14 Mayıs 2025 Çarşamba

Çin'den Plastik Kova Almayın! Ticaret İstilasının Sınırı Yok Mu?

ABD'nin Hollywood, fast-food, moda ve müzikle kurduğu kültürel hegemonyaya karşı Çin, uzun yıllardır sessiz ve derinden bir meydan okuma içinde. Ancak bu meydan okuma farklı bir alanda ve yöntemle gerçekleşiyor. Çinliler, küresel çaptaki kültürel ve hediyelik ürünler pazarını ele geçirdi. Yaklaşık 30 yıl önce fason üretim ve ucuz iş gücüyle anılan Çin, artık birçok alanda ekonomik bir güç. Bunu başarmak için özellikle 2000’li yıllardan itibaren deyim yerindeyse hissettirmeden sürdürdüğü bir genişleme politikası uyguluyor. Dünya Ticaret Örgütü rakamlarıyla Çin, 3,5 trilyon dolarla dünyanın en büyük ihracatçısı konumunda ve 992 milyar dolarlık dış ticaret fazlasına sahip. Asya devinin son 30 yılını inceleyenlere göre, bu başarının en önemli nedenlerinden biri de Çinlilerin küçük-büyük kârlara bakmadan hemen her alanda üretime yönelmesi.
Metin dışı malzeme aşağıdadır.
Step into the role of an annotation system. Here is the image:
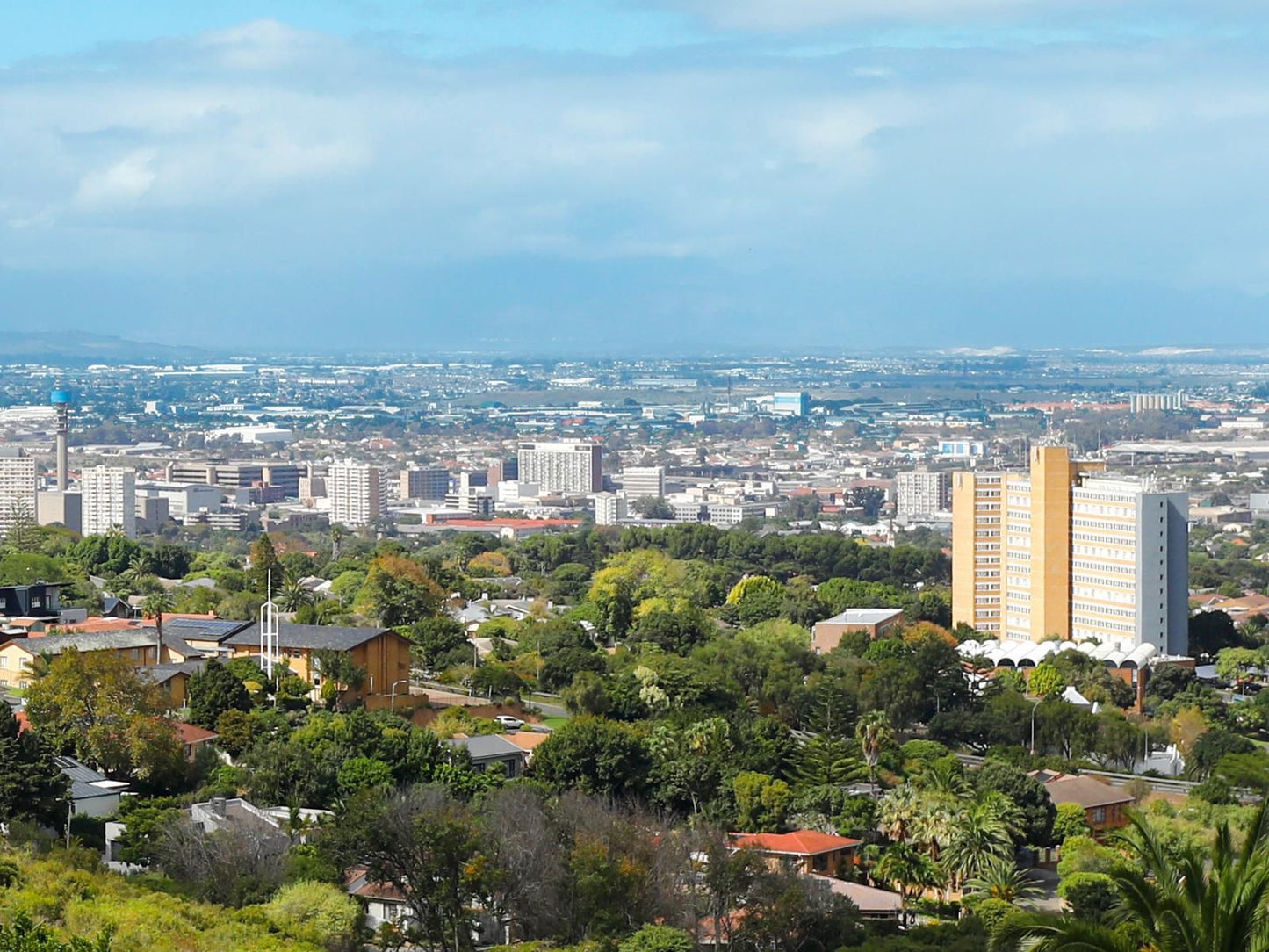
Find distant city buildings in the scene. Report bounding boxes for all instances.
[1128,390,1186,415]
[595,493,625,525]
[895,470,952,519]
[401,465,450,499]
[326,462,383,525]
[0,447,37,537]
[80,465,137,538]
[952,447,1189,653]
[622,465,665,502]
[519,442,604,495]
[772,391,811,416]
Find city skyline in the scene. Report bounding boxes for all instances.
[7,0,1269,354]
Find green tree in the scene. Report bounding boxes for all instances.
[530,718,650,796]
[727,575,784,628]
[1027,662,1066,696]
[995,801,1269,952]
[731,770,793,833]
[616,926,696,952]
[0,703,68,829]
[189,658,251,730]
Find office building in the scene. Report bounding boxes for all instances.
[952,447,1189,653]
[401,465,450,499]
[326,462,383,525]
[166,459,308,499]
[895,470,952,519]
[772,391,811,416]
[519,442,604,495]
[35,488,83,533]
[0,447,37,537]
[595,493,625,525]
[80,465,137,538]
[622,465,665,502]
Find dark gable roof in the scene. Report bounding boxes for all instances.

Çin'in Ufkun Ötesindeki Ticaret Stratejisi

Birçok ülkenin uzun yıllar boyu üretmeye pek de yanaşmadığı çatal, bıçak, plastik kova, koli bandı, bijuteri eşyası ve magnet gibi ufak tefek ürünlerle dünyayı adeta fethettiler. Ucuz iş gücü ve ham madde avantajından yararlanan Çinli şirketler, yerküre üzerinde ayak basılmadık yer bırakmadan ürünlerini pazarladılar. Kimi zaman Avrupa’daki gelişmiş ülkelere kimi zaman da Afrika’nın en yoksul bölgelerine ulaştılar. Çinliler bu ticaret seferlerinde kültürleri de tanıdılar. İşte tam da bu noktada geleneksel unsurları öğrenerek, kimsenin ‘hayır’ diyemeyeceği her zaman talebi olan cazip mallar ürettiler.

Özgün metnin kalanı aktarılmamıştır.